Charles River has implemented pulse sequences for localized 1H-MRS, enabling quantitative determination of 15-18 metabolite concentrations that are detected using LCModel software. Our imaging team also offers 31P MRS to detect changes in energy metabolism including ATP, phosphocreatine, and inorganic phosphate levels. As it is non-invasive, MRS enables collection of data from multiple time points prior to endpoint sampling, allowing for longitudinal metabolic biomarker analysis.

Image gallery: 1H-MRS in aged female Fisher rats and CVN Alzheimer’s disease mouse models. In both models, N-acetyl aspartate (NAA) and Glutamate (GLU) are decreased while myo-inositol (INS) is increased.

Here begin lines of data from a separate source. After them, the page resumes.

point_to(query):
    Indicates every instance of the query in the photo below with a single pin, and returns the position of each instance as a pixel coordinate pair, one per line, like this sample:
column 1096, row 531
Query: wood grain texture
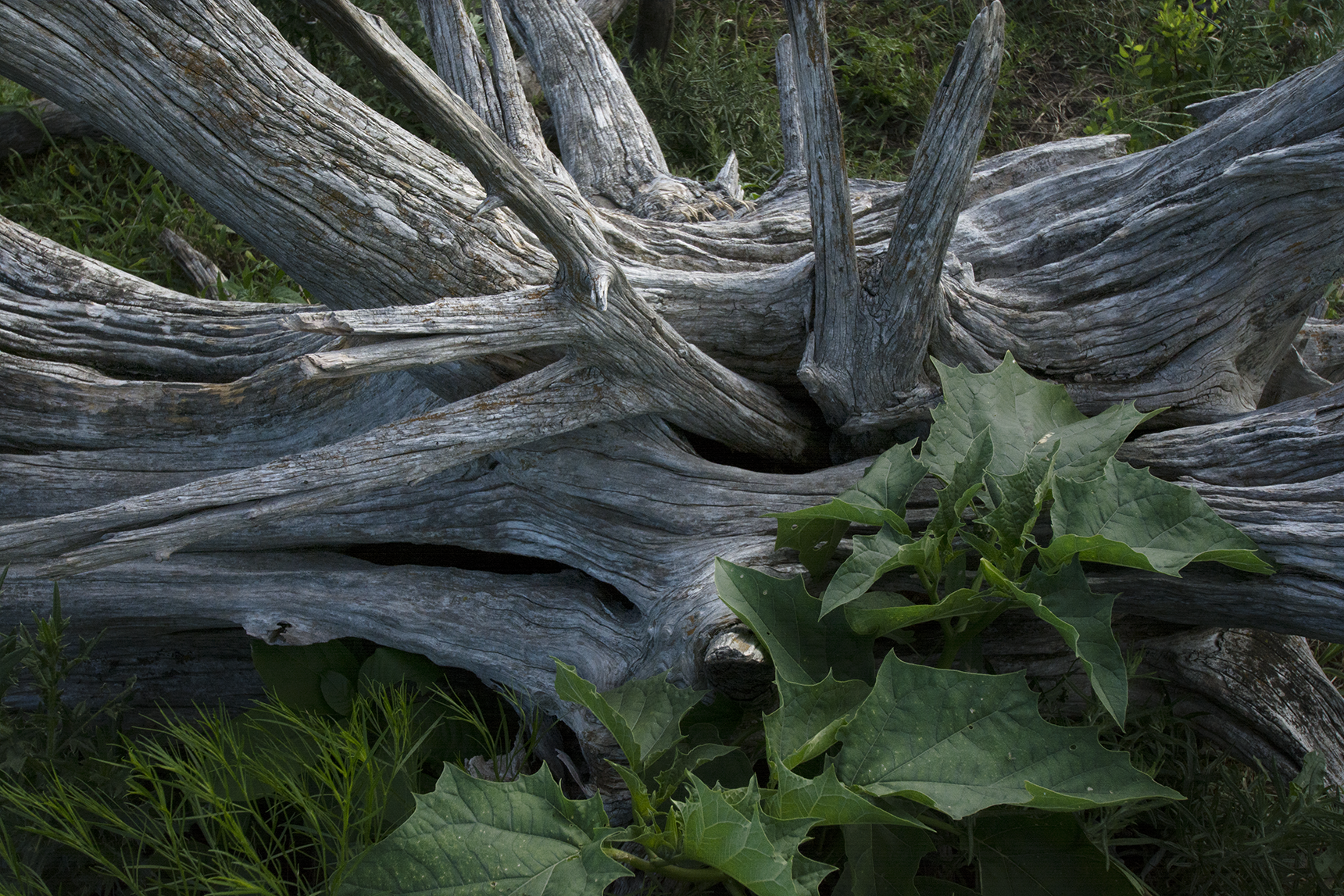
column 835, row 274
column 569, row 348
column 27, row 130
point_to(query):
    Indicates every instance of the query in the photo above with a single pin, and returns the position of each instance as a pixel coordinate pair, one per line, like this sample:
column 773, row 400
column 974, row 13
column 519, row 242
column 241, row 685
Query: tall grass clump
column 274, row 800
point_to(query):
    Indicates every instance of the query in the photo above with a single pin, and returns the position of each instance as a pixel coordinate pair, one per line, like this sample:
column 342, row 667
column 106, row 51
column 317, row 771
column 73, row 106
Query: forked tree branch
column 898, row 317
column 836, row 270
column 459, row 58
column 522, row 130
column 792, row 134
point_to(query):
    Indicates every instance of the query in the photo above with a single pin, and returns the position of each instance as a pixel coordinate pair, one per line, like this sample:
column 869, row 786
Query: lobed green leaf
column 757, row 851
column 787, row 618
column 810, row 715
column 882, row 862
column 874, row 556
column 828, row 801
column 644, row 715
column 965, row 481
column 1082, row 617
column 1129, row 517
column 870, row 618
column 483, row 837
column 963, row 742
column 1024, row 416
column 878, row 498
column 1043, row 856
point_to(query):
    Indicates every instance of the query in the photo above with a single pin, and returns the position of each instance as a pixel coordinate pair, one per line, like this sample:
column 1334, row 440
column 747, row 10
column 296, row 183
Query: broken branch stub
column 1176, row 277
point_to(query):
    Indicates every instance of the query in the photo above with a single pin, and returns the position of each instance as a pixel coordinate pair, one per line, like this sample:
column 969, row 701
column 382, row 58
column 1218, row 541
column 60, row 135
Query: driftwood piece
column 835, row 274
column 459, row 58
column 578, row 359
column 791, row 116
column 26, row 130
column 1260, row 696
column 203, row 273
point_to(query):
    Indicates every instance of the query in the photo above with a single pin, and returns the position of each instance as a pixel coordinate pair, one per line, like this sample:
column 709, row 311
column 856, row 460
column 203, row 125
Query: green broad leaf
column 670, row 774
column 391, row 666
column 785, row 617
column 878, row 498
column 963, row 742
column 830, row 801
column 643, row 715
column 879, row 621
column 474, row 836
column 810, row 716
column 1017, row 500
column 1082, row 618
column 295, row 673
column 967, row 480
column 935, row 887
column 890, row 481
column 724, row 713
column 730, row 769
column 756, row 849
column 1043, row 856
column 1023, row 416
column 882, row 862
column 813, row 534
column 808, row 873
column 1129, row 517
column 874, row 556
column 642, row 802
column 338, row 692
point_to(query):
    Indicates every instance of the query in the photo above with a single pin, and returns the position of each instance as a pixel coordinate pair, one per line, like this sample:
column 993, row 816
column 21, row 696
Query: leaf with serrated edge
column 753, row 848
column 1017, row 502
column 1043, row 856
column 810, row 715
column 882, row 621
column 1129, row 517
column 784, row 616
column 882, row 862
column 967, row 480
column 1082, row 618
column 873, row 558
column 1024, row 416
column 890, row 481
column 813, row 536
column 878, row 498
column 474, row 836
column 963, row 742
column 644, row 715
column 825, row 798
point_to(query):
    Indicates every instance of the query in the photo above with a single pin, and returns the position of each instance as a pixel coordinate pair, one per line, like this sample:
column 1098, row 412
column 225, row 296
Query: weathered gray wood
column 203, row 273
column 835, row 273
column 522, row 130
column 459, row 58
column 451, row 616
column 1320, row 344
column 791, row 117
column 605, row 140
column 1260, row 696
column 1210, row 109
column 24, row 136
column 897, row 317
column 1172, row 277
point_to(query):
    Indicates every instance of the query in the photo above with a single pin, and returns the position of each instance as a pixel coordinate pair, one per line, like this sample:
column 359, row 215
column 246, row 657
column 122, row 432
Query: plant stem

Over a decade ago, both industry and FDA regulators recognized that a new approach, taking advantage of advances in preclinical in vivo imaging using MRI was needed to improve efficiency from in vivo pharmacology through drug development by recognizing the failure of molecules’ efficacy and safety earlier than Phase II clinical studies.

Preclinical in vivo imaging using MRI is performed on mice, rats, and large animals.

While the measured organ, surrounding tissue environment, and imaging sequence can make a difference, it is possible to achieve high resolution brain and non-brain tissue MRI data. The brain does have the advantage of minimum motion that allows higher resolution compared to other organs.

Currently, we use MATLAB-based software that was developed in-house and for brain volumetric analysis, the freely available AEDES software package is used.